Das neue Gerät hat die Größe einer Waschmaschine - Martin Elsners Team hat es an der TU München gerade erst aufgebaut.
"Ah, hier ist noch Baustelle. Ja, das müssen wir jetzt mal endlich aufräumen."
Wir sind inzwischen im Keller des Instituts. Mit einer normalen Waage hat das hier nichts zu tun. Vor allem sind zwei armdicke Metallrohre zu sehen. Im ersten davon wird ein Stoff aus der Bodenprobe nach dem anderen verbrannt, zu CO2.

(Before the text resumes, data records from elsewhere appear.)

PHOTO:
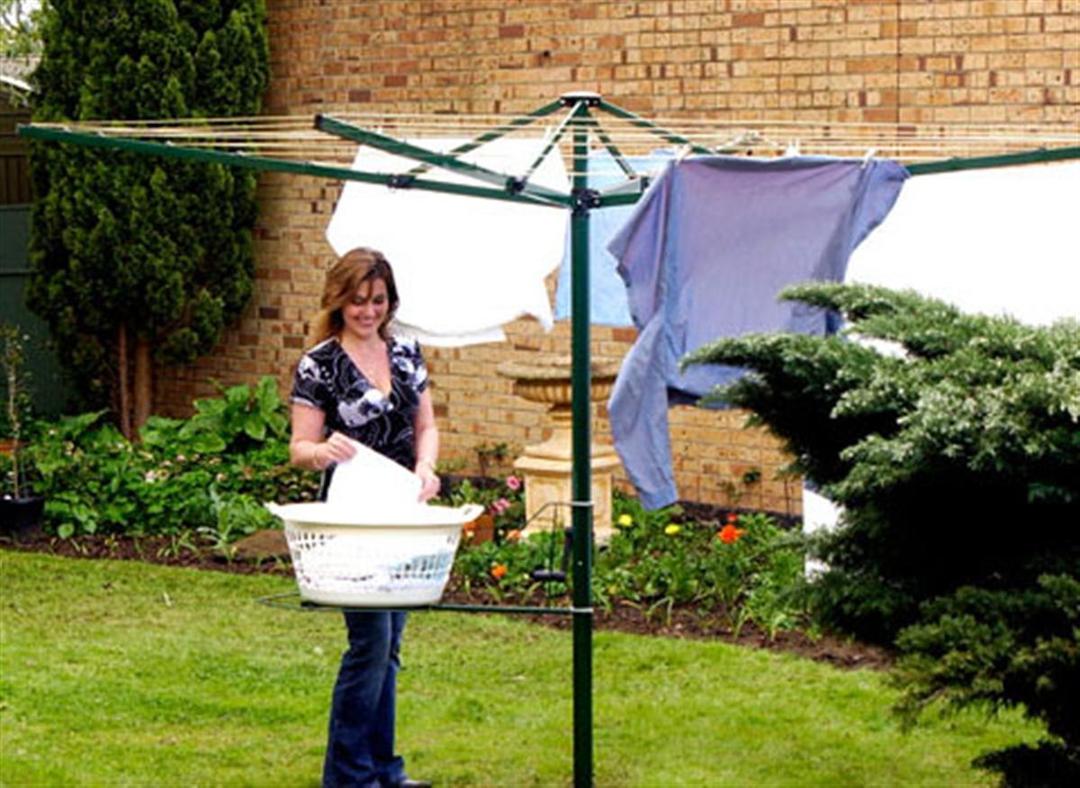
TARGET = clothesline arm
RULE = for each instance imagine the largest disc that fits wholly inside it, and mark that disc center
(1004, 160)
(445, 161)
(270, 164)
(497, 133)
(662, 133)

"Und das CO2 ist dann einzigartig dazu geeignet, um C-12 und C-13 in der Struktur des Kohlendioxids auszählen zu können und damit diese Isotopenverhältnisse zu bestimmen."
Das passiert in dem anderen Edelstahlrohr, in dem die Flugbahn für die CO2-Moleküle steckt. So unscheinbar es von außen wirkt, innen ist es vollgestopft mit empfindlichster Elektronik. Bei zwei Proben unterscheiden sich die Verhältnisse der Isotopen zwar nur um ein paar Promille. Aber dieser Unterschied kann jetzt zuverlässig genug gemessen werden, um Umwelt- oder Dopingsündern auf die Spur zu kommen.